A: For the level you seem to be aiming for, my advice is to stick with binary observables instead of continuous ones.  
So here's a good exercise for your students:
Let $A=(1,0)$ and let $B=(0,1)$
Take an observable $O_1$ with eigenstates $A,B$.
Take an observable $O_2$ with eigenstates $U,V$ where $U$ is proportional to $A+B$ and $V$ is proportional to $-A+B$.   (You can call these "horizontal spin" and "vertical spin" if you like.)

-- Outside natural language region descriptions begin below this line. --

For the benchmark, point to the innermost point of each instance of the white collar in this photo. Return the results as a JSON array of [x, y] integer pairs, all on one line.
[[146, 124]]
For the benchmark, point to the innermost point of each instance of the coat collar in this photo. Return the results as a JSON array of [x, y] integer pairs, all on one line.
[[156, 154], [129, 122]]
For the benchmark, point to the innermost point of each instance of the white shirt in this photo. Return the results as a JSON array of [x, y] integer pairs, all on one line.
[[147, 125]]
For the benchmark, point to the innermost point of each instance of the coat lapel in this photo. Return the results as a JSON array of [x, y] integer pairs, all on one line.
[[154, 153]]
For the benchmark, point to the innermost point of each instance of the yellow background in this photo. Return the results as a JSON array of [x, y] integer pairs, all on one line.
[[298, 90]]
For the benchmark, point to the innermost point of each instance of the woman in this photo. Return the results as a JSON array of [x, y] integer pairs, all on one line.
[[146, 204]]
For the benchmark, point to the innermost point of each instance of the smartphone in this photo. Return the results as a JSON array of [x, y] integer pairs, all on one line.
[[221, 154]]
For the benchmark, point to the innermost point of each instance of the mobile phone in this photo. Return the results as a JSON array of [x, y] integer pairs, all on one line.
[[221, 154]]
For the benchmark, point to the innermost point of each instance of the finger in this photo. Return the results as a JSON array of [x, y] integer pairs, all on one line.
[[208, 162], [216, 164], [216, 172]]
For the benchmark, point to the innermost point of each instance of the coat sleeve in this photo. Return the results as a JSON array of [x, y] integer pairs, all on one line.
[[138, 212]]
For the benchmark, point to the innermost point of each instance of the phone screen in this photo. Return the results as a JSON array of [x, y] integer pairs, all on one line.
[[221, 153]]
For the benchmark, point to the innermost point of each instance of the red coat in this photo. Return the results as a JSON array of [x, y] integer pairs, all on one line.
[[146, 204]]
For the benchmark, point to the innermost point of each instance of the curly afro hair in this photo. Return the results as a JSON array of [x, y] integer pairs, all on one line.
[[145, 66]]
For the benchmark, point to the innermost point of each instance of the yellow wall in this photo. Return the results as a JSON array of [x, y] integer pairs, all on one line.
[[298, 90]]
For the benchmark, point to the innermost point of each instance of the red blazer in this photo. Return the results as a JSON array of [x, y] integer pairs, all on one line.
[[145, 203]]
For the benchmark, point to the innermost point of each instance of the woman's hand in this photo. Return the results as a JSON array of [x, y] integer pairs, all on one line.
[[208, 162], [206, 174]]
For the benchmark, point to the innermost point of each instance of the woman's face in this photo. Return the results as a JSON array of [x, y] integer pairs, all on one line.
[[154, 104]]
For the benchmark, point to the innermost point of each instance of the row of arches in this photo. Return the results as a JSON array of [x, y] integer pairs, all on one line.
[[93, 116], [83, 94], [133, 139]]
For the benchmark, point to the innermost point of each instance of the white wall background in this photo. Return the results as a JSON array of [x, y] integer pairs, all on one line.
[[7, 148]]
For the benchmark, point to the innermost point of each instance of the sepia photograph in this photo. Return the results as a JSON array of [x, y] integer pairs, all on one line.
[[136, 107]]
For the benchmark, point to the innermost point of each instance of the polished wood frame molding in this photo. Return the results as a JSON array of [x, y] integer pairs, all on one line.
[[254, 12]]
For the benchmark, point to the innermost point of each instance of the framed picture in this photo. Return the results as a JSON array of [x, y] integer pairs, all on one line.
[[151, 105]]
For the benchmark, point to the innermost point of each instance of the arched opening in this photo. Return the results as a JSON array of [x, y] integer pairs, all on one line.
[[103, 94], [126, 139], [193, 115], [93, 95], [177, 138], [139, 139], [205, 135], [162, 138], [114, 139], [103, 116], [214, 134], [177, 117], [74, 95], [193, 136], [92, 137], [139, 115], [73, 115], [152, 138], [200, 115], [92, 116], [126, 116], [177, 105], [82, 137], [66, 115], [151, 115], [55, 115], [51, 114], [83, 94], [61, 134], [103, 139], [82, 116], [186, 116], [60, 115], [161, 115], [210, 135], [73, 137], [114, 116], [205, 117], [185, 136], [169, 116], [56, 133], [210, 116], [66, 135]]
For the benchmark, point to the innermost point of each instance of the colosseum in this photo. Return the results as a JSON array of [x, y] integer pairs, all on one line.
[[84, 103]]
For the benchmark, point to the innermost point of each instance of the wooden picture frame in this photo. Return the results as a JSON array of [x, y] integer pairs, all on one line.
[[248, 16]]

Now suppose the system is in the state
$$\xi=\sqrt{p}\cdot A+\sqrt{1-p}\cdot B$$
(Or you could start with a more general $\xi$, allowing non-real coefficients, but the real case is already probably sufficient to make the point.)
If you measure observable $O_1$, you'll get state $A$ with probability $p$ and state $B$ with probability $1-p$.  It's reasonable to define the associated uncertainty as $p(1-p)$ (so that the uncertainty is zero when $p=0$ or $p=1$ --- i.e. the uncertainty is zero when you can predict the outcome of your measurement with certainty --- and the uncertainty is maximized when $p=1/2$).
Now use linear algebra to rewrite $\xi$ in terms of the basis $U,V$, and multiply the coefficients on $U$ and $V$ to get the uncertainty for a measurement of $O_2$.
Now you've got an expression for the uncertainty of $O_1$ and an expression for the uncertainty of $O_2$, both as functions of $p$.  Multiply the two uncertainties and use calculus to find the $p$ that minimizes this product.  Compute the corresponding minimum and discover that it is greater than zero.